[Lingtyp] Utterance boundaries as a universal concept?
John DuBois
dubois at ucsb.edu
Thu Dec 15 17:34:11 UTC 2022
I agree with David that "utterance" is far from a trivial unit to reliably
identify from continuous discourse.
Far more reliable is the intonation unit. Intonation unit boundaries are
universally and reliably recognizable based on prosodic cues alone, even in
a language you don't know. See Himmelmann, and Troiani.) Intonation units
thus have a well-defined beginning, middle, and end (unlike the other
units).
New work by Giorgia Toiani and myself on Kazakh presents a solid
methodology for confirming inter-transcriber reliability for intonation
units.
Further, new work by Ryan Ka Yau Lai and myself on English shows in detail
what it means for a word to be initial, medial or final in the intonation
unit. (We'll present this next month at LSA.) This has consequences for
typological concepts like so-called "sentence-final particle", some of
which are probably actually intonation-unit-final.

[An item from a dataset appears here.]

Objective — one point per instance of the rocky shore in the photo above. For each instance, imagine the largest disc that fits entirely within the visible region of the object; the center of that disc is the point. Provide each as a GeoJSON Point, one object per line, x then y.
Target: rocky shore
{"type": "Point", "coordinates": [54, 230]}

We are also developing a prosodic operationalization of the utterance,
based on a sequence of 1 or more intonation units.
In addition to the very interesting work by Kibrik and colleagues on basic
discourse units, there is equally interesting work along the same lines by
Liesbeth Degand and her students. These 2 initiatives are closer to
operationalizing something like "utterance" in a meaningful way. Still,
it's not clear if the reliability of these units can reach the level of the
intonation unit, nor of the prosodically-defined utterance.
Best,
John
==============================
John W. Du Bois
Professor of Linguistics
University of California, Santa Barbara
Santa Barbara, California 93106
USA
dubois at ucsb.edu
On Thu, Dec 15, 2022, 1:36 AM David Gil <gil at shh.mpg.de> wrote:
> Ian, and everybody,
>
> My impression is that the notion of "utterance" is every bit as
> problematical as that of "word" — though it seems like there as not been
> as much discussion about utterances as there has been about words.
>
> I was particularly struck by the lack of clarity of the notion of
> utterance when developing our Max Planck Institute naturalistic corpora
> in Jakarta. When transcribing our naturalistic data, our goal was to
> enter each utterance into a separate field in our database; however, we
> had no clear set of principles how to parse a continuous say hour-long
> text into such utterances. While for many purposes it didn't really
> matter, for some it most clearly did. Ian's proposed generalizations
> might be a case in point, but the case that struck me as most cogent was
> in the field of 1st language acquisition, for which we compiled a large
> corpus. In child language studies, a central role is played by the
> notion of MLU, or Mean Length of Utterance, so obviously we wanted to
> examine our data in terms of MLU. But it was patently clear that our
> parsings into utterances were arbitrary and problematical in many ways,
> which got me to wondering whether this was due to our own ignorance, or
> alternatively a more general problem that should perhaps be addressed.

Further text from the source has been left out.